Pourtant cette filiation n’est ni très étudiée ni très valorisée. À Genève, tout au contraire, ce sont les oppositions entre la danse et la rythmique que l’on souligne le plus souvent ; et les sphères d’activités des uns restent d’ailleurs presque toujours pieusement respectées par les autres. Les clivages s’expliquent sans doute moins par les différences initiales dans la pratique que par les raideurs qui se sont instaurées, avec le temps, ou par les théories des uns ou des autres. Et pourtant, les théories elles-mêmes ne rêvent-elles pas d’une certaine souplesse ?

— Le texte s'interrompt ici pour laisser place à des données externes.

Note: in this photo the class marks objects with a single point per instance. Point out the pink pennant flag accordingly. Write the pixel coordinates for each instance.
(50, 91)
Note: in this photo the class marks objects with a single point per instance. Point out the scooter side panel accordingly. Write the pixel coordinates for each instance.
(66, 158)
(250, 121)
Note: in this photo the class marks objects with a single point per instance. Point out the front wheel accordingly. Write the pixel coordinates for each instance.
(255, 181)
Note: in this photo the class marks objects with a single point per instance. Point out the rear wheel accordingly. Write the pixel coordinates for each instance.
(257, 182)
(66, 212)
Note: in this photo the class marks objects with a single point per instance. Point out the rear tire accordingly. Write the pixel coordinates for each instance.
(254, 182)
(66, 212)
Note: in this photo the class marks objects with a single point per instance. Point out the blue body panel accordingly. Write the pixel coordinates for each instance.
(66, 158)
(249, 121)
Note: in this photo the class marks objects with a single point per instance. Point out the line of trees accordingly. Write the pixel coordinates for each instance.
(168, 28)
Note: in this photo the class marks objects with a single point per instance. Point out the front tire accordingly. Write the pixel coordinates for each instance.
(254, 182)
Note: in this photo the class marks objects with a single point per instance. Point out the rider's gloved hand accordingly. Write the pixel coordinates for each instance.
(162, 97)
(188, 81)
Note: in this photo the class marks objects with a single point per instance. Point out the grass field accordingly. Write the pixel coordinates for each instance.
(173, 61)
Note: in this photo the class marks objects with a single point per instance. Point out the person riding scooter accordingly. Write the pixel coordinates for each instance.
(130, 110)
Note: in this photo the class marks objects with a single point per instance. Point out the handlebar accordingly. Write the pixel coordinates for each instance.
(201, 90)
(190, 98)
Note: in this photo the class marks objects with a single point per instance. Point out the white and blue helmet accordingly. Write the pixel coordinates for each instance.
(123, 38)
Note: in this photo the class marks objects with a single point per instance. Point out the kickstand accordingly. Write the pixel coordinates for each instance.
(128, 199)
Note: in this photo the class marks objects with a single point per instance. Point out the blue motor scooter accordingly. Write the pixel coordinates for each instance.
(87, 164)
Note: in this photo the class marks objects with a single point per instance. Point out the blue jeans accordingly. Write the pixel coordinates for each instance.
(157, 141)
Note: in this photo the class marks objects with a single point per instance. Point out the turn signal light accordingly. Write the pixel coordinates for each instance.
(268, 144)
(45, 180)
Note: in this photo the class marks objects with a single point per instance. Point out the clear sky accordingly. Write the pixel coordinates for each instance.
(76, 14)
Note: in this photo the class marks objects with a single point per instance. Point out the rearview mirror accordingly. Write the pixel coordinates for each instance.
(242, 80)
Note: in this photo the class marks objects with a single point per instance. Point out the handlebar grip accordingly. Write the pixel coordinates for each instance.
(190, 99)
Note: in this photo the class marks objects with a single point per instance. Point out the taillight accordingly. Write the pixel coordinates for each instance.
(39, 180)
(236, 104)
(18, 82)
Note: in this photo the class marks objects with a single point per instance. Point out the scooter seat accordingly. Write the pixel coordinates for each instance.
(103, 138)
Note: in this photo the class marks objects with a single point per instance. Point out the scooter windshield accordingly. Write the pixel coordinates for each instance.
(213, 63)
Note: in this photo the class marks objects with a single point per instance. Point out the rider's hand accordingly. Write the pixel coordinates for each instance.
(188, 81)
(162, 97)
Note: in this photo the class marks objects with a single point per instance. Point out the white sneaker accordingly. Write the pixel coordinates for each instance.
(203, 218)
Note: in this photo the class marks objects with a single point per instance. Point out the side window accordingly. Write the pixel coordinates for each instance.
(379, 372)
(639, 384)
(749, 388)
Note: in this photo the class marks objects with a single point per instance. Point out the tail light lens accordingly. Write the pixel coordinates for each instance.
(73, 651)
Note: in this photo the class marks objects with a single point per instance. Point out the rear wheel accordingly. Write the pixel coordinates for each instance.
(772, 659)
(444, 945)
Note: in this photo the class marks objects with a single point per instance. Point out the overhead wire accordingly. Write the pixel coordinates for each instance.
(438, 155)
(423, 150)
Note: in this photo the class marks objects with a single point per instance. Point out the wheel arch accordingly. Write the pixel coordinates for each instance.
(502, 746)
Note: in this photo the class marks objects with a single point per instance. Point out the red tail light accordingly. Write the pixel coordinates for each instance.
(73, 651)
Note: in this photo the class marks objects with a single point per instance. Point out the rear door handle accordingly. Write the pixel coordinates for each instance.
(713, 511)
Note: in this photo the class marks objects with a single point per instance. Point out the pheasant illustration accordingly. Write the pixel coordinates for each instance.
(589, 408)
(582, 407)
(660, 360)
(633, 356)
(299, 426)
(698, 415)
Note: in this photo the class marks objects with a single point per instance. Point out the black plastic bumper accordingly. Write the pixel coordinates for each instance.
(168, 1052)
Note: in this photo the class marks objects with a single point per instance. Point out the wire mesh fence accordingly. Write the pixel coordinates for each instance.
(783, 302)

« La multiplicité des sentiments humains à exprimer exige la multiplicité des moyens physiques d’expression. Ceux-ci ne s’uniront et ne se combineront utilement pour l’expression de la pensée que lorsqu’ils auront été isolément développés. Il faut arriver grâce à une gymnastique spéciale à garantir à chaque muscle isolé la faculté d’agir (se tendre et se détendre) à volonté, comme de rester neutre lorsque son action n’est pas nécessaire à l’ensemble des mouvements. Un des meilleurs moyens d’assurer l’indépendance de chaque mouvement isolé nous parait d’en provoquer la conscience en l’exerçant simultanément avec d’autres membres et avec d’autres mouvements contrastants dont il ne doit pas subir l’influence réflexe. Il s’agit de canaliser les forces vives de l’être humain, de les disputer aux courants inconscients et de les orienter vers un but défini qui est la vie ordonnée, intelligente et indépendante. » Méthode Jaques-Dalcroze, 1re partie, volume 1, Paris, Neuchâtel, Leipzig, Sandoz, Jobin et cie, 1913, p. VIII.
Le corps et l’esprit souvent sont cultivés parallèlement, à l’intérieur des sphères d’influence, ou à leur périphérie.